Dans ces conditions, il convient de débouter le CSE de l’établissement de [Localité 2] de l’intégralité de ses demandes.
Sur les dépens et les frais irrépétibles
L’article 491, alinéa 2 du code de procédure civile précise que la juridiction des référés statue sur les dépens. L’article 696 dudit code dispose que la partie perdante est condamnée aux dépens, à moins que le juge, par décision motivée, n'en mette la totalité ou une fraction à la charge d'une autre partie.
Aux termes de l’article 700 du code de procédure civile, le juge condamne la partie tenue aux dépens, ou qui perd son procès, à payer à l'autre partie la somme qu'il détermine, au titre des frais exposés et non compris dans les dépens. Dans tous les cas, le juge tient compte de l'équité ou de la situation économique de la partie condamnée.

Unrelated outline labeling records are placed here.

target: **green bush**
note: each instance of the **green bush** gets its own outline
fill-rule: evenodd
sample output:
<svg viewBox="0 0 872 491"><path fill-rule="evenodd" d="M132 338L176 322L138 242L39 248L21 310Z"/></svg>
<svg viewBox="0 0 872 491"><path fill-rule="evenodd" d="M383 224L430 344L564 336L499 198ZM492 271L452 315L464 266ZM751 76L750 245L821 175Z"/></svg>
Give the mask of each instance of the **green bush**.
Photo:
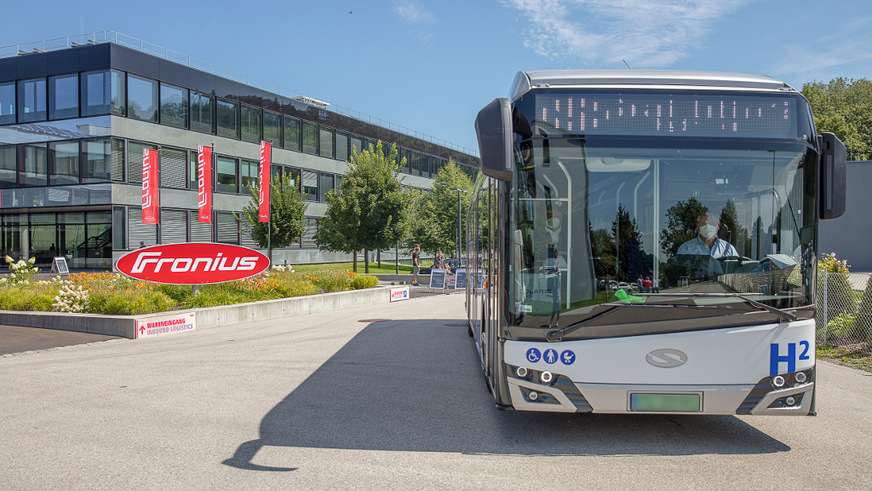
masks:
<svg viewBox="0 0 872 491"><path fill-rule="evenodd" d="M376 285L378 285L378 278L375 276L356 275L351 278L351 288L354 290L372 288Z"/></svg>
<svg viewBox="0 0 872 491"><path fill-rule="evenodd" d="M52 283L0 286L0 310L50 311L58 287Z"/></svg>
<svg viewBox="0 0 872 491"><path fill-rule="evenodd" d="M176 302L165 293L150 288L92 290L88 312L108 315L137 315L166 312Z"/></svg>

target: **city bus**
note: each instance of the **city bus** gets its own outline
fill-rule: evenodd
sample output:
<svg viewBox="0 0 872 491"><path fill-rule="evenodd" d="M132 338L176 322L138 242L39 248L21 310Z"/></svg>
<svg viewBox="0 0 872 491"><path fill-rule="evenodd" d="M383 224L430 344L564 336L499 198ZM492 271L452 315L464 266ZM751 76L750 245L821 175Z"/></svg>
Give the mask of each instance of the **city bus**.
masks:
<svg viewBox="0 0 872 491"><path fill-rule="evenodd" d="M466 307L500 409L815 414L845 146L766 76L533 71L475 121Z"/></svg>

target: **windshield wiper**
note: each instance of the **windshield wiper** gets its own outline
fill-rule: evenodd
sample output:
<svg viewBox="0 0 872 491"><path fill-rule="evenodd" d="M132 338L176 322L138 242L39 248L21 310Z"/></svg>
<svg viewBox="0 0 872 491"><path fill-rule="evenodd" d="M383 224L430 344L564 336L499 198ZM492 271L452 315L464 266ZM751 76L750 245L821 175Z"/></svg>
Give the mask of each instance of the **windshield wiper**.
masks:
<svg viewBox="0 0 872 491"><path fill-rule="evenodd" d="M653 300L653 299L658 299L658 298L662 298L665 296L666 297L668 297L668 296L681 296L681 297L690 297L690 298L693 298L694 296L738 298L739 300L742 300L743 302L745 302L748 305L757 307L757 308L762 309L762 310L766 310L768 312L772 312L773 314L778 316L778 320L780 320L780 321L790 322L790 321L795 321L798 319L796 314L794 314L793 312L789 312L787 310L782 310L782 309L779 309L777 307L773 307L771 305L766 305L763 302L758 302L757 300L753 300L751 298L748 298L748 297L745 297L742 295L735 295L735 294L733 294L733 295L714 294L713 295L713 294L699 294L699 293L697 293L695 295L687 295L687 294L682 294L682 293L661 293L661 294L655 295L653 297L648 297L648 298ZM606 305L606 304L603 304L603 305ZM594 316L588 317L587 319L584 319L583 321L576 322L575 324L571 324L571 325L566 326L562 329L554 329L554 330L548 331L545 334L545 340L548 342L551 342L551 343L558 343L560 341L563 341L563 336L566 336L567 334L571 334L571 333L581 329L582 327L592 323L593 321L595 321L597 319L601 319L601 318L603 318L603 317L605 317L605 316L607 316L607 315L609 315L609 314L611 314L611 313L613 313L621 308L640 308L640 307L641 308L645 308L645 307L664 308L664 307L666 307L666 308L691 308L691 309L732 309L732 307L729 305L688 305L688 304L675 304L672 302L669 302L669 303L665 303L665 302L619 303L619 304L607 304L607 305L609 306L608 309L603 310L602 312L600 312Z"/></svg>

En l’espèce, au stade du référé et alors que le CSE demandeur succombe, l’équité commande de mettre à sa charge les dépens, outre une somme au titre des frais irrépétibles supportés par la SA VERALLIA FRANCE mais en limitant celle-ci à 1.000 (MILLE) euros.
PAR CES MOTIFS
Statuant par mise à disposition de la présente ordonnance, après débats en audience publique, par décision contradictoire, en premier ressort et en matière de référé,
Déboutons le Comité Social et Economique de l’établissement de [Localité 2] de la SA VERALLIA FRANCE de l’ensemble de ses demandes ;
Condamnons le Comité Social et Economique de l’établissement de [Localité 2] de VERALLIA aux dépens et à payer à la SA VERALLIA FRANCE la somme de 1.000 (MILLE) euros au titre de l’article 700 du code de procédure civile ;
Déboutons les parties de toute autre demande, plus ample ou contraire ;
Rappelons que la présente ordonnance bénéficie de plein droit de l’exécution provisoire ;
La présente ordonnance de référé a été mise à disposition des parties le 24 décembre 2025, par Madame Clémentine BLANC, président du tribunal judiciaire, assistée de Madame Nathalie DEMESTRE, cadre greffier, et signée par elles.